Temu ostatniemu prokuratura zarzuciła, że – kierując pracami montażowo-remontowymi i będąc odpowiedzialnym za bhp – nie dopełnił obowiązków dotyczących właściwego nadzoru i naraził pracowników na bezpośrednie niebezpieczeństwo utraty życia właśnie wskutek niedopełnienia obowiązków wynikających z zasad bhp. Zarzuty dotyczą też nieumyślnego spowodowania śmierci.


Pracownik – niczym niezabezpieczony przed upadkiem, niewyposażony np. w maskę do ochrony dróg oddechowych i bez wcześniejszej kontroli stężenia niebezpiecznych substancji w powietrzu – pochylił się nad otwartym włazem i wpadł do środka. Śledczy zwracają też uwagę, że główny mechanik zezwolił dwóm kolejnym pracownikom (jeden był nietrzeźwy) na wejście do przepompowni, by ratowali kolegę, również bez żadnych zabezpieczeń dróg oddechowych i bez sprawdzenia stężenia poziomu niebezpiecznych substancji.


W zarzutach śledczy wymienili m.in. zapisy Kodeksu pracy i przepisy o obowiązkach osoby kierującej pracą innych, rozporządzenie dotyczące bhp przy eksploatacji, remontach i konserwacji sieci kanalizacyjnych czy instrukcję obsługi przepompowni w Gąsówce Starej.


W przypadku kierownictwa spółki odpowiedzialność – w ocenie prokuratury – wynika z nadzoru nie faktycznego nad prowadzonymi pracami w przepompowni, ale z obowiązków tych osób w zakresie zapewnienia bhp jako szefów przedsiębiorstwa.


Wszyscy trzej oskarżeni nie przyznają się do zarzutów. W piątek białostocki sąd rozpoczął postępowanie dowodowe; w pierwszej kolejności przesłuchał żony ofiar wypadku. Żadna z nich nie miała bezpośredniej wiedzy o tym, co się stało. Dowiedziały się o wypadku albo od bliskich, albo od innych osób, gdy ta informacja zastała je w pracy. "Mój mąż wszedł ratować kolegę" - mówiła jedna z pań, pytana o pierwsze, przekazane jej, informacje o wypadku.
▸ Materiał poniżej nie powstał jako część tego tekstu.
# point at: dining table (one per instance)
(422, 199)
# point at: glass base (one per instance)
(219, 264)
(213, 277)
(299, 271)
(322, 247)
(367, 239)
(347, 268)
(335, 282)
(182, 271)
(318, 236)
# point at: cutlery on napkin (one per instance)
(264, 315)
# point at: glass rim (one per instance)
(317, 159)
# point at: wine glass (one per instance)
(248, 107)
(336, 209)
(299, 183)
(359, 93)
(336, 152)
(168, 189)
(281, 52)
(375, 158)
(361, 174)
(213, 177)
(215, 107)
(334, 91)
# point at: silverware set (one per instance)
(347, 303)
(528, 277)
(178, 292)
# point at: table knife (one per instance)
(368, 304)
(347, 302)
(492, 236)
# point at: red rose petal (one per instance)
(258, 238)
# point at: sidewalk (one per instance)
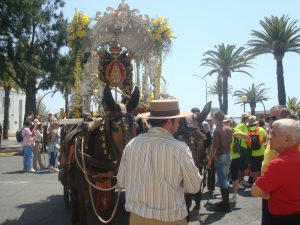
(11, 146)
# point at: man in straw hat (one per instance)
(156, 169)
(257, 134)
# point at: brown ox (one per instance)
(91, 156)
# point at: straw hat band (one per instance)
(164, 109)
(164, 113)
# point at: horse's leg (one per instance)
(74, 203)
(81, 206)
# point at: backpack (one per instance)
(255, 141)
(19, 136)
(236, 145)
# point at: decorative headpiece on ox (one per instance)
(110, 134)
(98, 149)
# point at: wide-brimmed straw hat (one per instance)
(37, 122)
(227, 119)
(245, 115)
(164, 109)
(252, 121)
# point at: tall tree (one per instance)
(32, 34)
(254, 93)
(279, 35)
(224, 61)
(294, 104)
(7, 83)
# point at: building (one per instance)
(16, 110)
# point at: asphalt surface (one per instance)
(37, 199)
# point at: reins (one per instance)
(83, 169)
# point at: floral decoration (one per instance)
(162, 34)
(78, 29)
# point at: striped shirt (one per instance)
(156, 170)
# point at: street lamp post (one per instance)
(203, 78)
(40, 100)
(244, 99)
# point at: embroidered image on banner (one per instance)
(115, 73)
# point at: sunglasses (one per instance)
(273, 118)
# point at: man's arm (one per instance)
(256, 191)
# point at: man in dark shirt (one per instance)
(222, 137)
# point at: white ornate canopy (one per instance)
(124, 26)
(129, 30)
Sąd pytał je, czy mężowie mówili w domu o szczegółach swojej pracy, w tym np. o wyposażeniu przy wchodzeniu do studzienek kanalizacyjnych. "Mój mąż twierdził zawsze, że to jest niebezpieczne i nigdy nie wchodził do środka (...). Nie wiem, co się wydarzyło tego dnia" - powiedziała jedna z oskarżycielek posiłkowych.


Każda z kobiet złożyła w postępowaniu przygotowawczym wniosek o 1 mln zł zadośćuczynienia dla swoich rodzin.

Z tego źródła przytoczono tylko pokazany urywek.